Demand for space in smaller commercial buildings continued to cool to begin the year, possibly an early indicator of turbulence ahead for the market for properties under 50,000 square feet, the research company Boxwood Means reported.

For the 30th consecutive quarter, the core commercial real estate market — industrial, retail and office — saw positive net space absorption. This shows that demand for space continued to outstrip the supply.
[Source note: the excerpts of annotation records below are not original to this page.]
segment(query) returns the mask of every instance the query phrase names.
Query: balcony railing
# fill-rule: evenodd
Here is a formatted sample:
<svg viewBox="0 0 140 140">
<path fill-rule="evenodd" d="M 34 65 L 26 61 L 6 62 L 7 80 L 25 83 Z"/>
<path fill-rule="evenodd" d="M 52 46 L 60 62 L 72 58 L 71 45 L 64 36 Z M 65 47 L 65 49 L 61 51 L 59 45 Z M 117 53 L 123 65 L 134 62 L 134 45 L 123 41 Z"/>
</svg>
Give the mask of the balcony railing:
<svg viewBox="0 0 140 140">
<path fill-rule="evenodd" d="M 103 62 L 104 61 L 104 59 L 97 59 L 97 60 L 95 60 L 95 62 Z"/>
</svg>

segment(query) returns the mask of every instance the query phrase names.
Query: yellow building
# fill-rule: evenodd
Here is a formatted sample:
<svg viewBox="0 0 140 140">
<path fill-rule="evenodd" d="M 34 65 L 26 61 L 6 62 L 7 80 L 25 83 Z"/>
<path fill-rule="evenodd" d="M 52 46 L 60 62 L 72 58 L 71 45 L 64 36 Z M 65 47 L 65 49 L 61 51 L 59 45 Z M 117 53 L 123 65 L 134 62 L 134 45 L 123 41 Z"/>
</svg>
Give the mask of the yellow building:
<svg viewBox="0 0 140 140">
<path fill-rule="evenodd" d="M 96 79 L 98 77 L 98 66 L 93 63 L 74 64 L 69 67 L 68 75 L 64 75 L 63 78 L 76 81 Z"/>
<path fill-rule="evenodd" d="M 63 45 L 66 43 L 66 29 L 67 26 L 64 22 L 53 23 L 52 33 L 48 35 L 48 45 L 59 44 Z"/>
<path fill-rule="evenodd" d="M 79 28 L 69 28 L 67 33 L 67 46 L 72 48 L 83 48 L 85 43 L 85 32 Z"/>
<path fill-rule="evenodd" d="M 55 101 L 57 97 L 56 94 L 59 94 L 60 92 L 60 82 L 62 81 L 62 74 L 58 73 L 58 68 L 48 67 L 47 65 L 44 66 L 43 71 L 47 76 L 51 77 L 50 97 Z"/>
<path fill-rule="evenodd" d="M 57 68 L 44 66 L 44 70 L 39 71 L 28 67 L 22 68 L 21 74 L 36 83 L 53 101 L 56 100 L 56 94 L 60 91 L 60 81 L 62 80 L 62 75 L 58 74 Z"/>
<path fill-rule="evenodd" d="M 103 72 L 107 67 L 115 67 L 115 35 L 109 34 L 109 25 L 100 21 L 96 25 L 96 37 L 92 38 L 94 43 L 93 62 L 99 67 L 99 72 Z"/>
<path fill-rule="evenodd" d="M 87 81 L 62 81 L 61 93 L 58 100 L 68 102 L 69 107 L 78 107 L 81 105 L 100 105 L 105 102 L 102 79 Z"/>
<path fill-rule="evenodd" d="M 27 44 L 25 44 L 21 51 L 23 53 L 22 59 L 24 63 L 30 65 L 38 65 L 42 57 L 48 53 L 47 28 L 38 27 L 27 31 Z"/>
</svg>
In other words, companies soaked up a net positive amount of space relative to what was available to be leased, including the space added to the market through new buildings or subleasing activity.  

smallcommpropThis positive net-absorption figure, however, has dropped fairly dramatically over the past few quarters.

The first quarter’s positive net absorption, at 16.2 million square feet, was down 27 percent year over year and the lowest quarterly volume in more than five years.

Boxwood Means principal Randy Fuchs said “it is tough to say” whether the market is headed for a downturn.

“Slowing demand is the biggie here,” Fuchs told Scotsman Guide News. “It's not a one-period phenomenon. As my analysis shows, it's a trend over the last four quarters or more.”

Leasing activity, at 40,600 direct leases in the first quarter, also declined 3.5 percent year over year. Fuchs said that the year-over-year decline in the number of direct leases hasn’t fallen as much as the aggregate demand for square footage. Generally speaking, companies are still leasing out properties in high numbers, but they are demanding less space. He said this confirms the trend of companies shrinking office sizes and making more efficient use of space.  

The combined average of 2,760 square feet per lease across all three sectors in the first quarter was the lowest since its tracking began, and represented one third of the average lease size in 2006, Boxwood Means said.

Lesser demand for space has so far had no impact on occupancy levels, which are at record levels, or rents.

The first-quarter vacancy rates in each of the three core commercial sectors ran more than a percentage point lower than their previous record lows. Meanwhile, the new supply of buildings under 50,000 square feet remains soft, Fuchs said.

“My position is that vacancy rates are so low, and new supply so tepid, that it seems to me that it would take a massive shift in new supply to change the current dynamic of tight-space market fundamentals,” Fuchs said.

“So no crystal ball here, but bottom line, with some local exceptions, I see continued tight vacancies in the small-cap CRE [commercial real estate] market and upward pressure on rents for at least the remainder of the year,” Fuchs continued. “That's not great news for small business tenants, but is very favorable for private investors and small-balance lenders if indeed it plays out that way.”

Total sales in January of commercial and multifamily properties priced under $5 million totaled $9.6 billion, Boxwood Means reported. That is down 2.5 percent year over year, but still above the average monthly sales-volume total over the past three years.